During a Jan. 22 chat session, Tahlequah Police Chief Nate King updated the public on call numbers and the much-anticipated 911 move to the police department.

The department has logged 1,885 calls in the past two weeks; two burglaries; six thefts; 12 shoplifting incidents; and 20 arrests.

“We’ve conducted 772 building checks, 598 citizen contacts which consists of traffic stops or pedestrian stops,” King said. “We’ve work 35 [vehicle crashes] and we taken 80 reports and our average response time in that two weeks has been five minutes and seven seconds.”

King gave a shoutout to Lt. Bryan Qualls, who led the department with 154 calls for service. Lt. Matt Frits and Sgt. Mitchell Sellers conducted and taught the mandatory training day that dealt with custody and control defensive tactics.

“Probably the biggest thing to happen the last two weeks is 911 has moved into the police department. Now we’re still working out some of the kinks but every emergency services dispatcher in the county is now in one room, which is something that hasn’t been since the inception of 911 over 25 years ago,” he said.

The chief said he’s thankful to all organizations that made the move possible. The office of Emergency Management has moved to where the old Cherokee County 911 Center was located on College Avenue.

“If we were dealing with convenience only, that 911 move would not have happened because it was not convenient for any of the entities involved. The reason this move happened was for the citizens of Cherokee County. Each organization involved in this, it turned their life upside down for lack of a better description,” King said.

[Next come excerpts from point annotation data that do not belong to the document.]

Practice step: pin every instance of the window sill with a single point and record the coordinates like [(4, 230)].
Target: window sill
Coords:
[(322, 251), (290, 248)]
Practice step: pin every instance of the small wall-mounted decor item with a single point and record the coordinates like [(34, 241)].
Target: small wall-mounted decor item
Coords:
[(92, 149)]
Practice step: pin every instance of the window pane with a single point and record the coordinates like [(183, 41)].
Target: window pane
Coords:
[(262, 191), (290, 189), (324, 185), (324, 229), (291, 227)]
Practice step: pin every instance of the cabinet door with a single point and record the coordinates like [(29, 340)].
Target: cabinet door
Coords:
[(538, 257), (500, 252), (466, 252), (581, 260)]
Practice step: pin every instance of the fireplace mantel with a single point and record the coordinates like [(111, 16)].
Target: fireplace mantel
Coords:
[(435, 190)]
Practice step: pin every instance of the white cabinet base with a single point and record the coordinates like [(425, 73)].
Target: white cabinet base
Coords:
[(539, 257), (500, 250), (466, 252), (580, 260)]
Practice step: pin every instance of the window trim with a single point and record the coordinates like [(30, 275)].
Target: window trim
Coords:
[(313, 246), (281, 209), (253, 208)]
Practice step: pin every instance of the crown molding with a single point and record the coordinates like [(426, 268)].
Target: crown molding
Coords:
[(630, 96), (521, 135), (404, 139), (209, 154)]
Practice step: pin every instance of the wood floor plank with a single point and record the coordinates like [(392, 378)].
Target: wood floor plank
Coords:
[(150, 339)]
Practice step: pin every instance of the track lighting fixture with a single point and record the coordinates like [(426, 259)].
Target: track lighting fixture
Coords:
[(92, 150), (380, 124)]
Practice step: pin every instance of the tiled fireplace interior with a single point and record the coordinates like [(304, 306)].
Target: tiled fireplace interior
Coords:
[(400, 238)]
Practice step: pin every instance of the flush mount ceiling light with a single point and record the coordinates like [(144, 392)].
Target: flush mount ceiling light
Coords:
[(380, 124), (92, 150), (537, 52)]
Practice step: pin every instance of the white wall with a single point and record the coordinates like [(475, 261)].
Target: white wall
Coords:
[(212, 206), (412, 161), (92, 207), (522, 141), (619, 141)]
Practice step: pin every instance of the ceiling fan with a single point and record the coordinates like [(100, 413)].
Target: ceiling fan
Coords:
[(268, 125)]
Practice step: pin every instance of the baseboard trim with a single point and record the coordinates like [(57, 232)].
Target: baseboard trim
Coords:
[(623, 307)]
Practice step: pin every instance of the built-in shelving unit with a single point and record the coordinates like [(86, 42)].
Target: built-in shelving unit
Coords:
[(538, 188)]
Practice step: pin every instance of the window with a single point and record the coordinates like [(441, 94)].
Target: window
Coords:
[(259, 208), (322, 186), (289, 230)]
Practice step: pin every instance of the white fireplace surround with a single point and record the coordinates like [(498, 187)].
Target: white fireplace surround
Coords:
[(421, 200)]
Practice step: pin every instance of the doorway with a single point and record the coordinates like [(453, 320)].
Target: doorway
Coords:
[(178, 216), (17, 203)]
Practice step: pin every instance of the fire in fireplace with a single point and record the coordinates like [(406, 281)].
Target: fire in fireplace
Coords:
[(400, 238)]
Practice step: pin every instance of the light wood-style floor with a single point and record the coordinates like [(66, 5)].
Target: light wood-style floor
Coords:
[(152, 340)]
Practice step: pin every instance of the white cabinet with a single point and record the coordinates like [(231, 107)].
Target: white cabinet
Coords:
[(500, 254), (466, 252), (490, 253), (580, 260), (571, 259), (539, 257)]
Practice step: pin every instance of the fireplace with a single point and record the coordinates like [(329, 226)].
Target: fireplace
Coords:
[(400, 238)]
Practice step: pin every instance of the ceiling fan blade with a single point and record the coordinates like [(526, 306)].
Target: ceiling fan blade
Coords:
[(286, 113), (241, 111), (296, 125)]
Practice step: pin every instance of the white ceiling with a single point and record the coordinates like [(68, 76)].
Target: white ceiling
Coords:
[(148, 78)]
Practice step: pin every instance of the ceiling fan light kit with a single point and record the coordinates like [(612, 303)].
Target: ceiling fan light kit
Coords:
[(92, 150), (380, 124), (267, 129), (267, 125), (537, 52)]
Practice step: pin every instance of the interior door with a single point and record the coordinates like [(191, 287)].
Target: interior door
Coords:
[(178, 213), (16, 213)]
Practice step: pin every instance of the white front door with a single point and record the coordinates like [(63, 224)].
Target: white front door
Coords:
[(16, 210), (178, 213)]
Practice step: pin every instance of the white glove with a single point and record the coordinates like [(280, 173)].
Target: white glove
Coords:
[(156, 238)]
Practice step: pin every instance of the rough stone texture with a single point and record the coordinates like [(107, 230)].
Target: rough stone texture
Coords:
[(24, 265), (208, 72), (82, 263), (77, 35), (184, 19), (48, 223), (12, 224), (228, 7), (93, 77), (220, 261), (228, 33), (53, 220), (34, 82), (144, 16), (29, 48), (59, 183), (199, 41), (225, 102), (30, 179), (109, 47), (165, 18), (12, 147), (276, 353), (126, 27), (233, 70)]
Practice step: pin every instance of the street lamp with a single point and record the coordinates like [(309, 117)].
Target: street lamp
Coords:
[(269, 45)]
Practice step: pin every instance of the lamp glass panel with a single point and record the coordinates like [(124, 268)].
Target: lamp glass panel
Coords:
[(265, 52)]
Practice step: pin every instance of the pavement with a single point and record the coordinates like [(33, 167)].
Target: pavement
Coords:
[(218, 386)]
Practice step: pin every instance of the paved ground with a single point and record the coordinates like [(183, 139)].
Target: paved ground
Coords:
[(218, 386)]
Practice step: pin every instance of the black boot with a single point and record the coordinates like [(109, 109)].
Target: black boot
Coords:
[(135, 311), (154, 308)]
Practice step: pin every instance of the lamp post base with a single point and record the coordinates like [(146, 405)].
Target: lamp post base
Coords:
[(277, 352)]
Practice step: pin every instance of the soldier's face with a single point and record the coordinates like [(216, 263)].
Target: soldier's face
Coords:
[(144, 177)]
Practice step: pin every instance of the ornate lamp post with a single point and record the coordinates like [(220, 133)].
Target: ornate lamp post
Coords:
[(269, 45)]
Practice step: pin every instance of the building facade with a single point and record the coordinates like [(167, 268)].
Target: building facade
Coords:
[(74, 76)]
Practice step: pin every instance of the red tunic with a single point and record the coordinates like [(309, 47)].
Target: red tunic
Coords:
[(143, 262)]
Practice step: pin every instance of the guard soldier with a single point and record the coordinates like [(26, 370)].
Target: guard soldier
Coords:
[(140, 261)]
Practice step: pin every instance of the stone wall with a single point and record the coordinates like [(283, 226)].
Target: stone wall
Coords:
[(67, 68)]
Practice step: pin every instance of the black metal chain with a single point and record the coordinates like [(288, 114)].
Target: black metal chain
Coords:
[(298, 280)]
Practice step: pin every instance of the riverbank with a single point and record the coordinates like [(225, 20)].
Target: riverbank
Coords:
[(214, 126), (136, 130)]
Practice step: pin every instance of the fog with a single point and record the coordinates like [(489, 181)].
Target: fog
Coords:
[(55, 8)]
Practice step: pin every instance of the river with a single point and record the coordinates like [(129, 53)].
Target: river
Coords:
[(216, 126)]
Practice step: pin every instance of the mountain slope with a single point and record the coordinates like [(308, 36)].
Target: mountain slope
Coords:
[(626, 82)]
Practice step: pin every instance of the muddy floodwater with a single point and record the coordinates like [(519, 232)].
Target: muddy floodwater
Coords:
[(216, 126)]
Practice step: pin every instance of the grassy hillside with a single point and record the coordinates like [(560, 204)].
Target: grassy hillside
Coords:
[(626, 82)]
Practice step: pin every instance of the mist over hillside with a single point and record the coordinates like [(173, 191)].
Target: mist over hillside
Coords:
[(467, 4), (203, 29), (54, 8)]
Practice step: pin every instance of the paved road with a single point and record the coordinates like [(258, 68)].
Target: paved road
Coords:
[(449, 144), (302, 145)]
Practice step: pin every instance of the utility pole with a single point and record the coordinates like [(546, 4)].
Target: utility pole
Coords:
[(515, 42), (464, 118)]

Officers also provided security at the First United Methodist Church, which was used as a warming station/shelter during the two winter weather events. King said Cherokee Nation Marshal Service stepped in and assisted with shifts.

The city of Tahlequah is having a public meeting, Monday, Jan. 29, wherein public input on city services will be discussed.

“This is our community. It’s a community of 17,000 to 18,000 people but it takes all of us to make Tahlequah what it is and I’m thankful that the mayor and council are welcoming input from the citizens [and] I’ll be there to take any input that anyone has,” he said.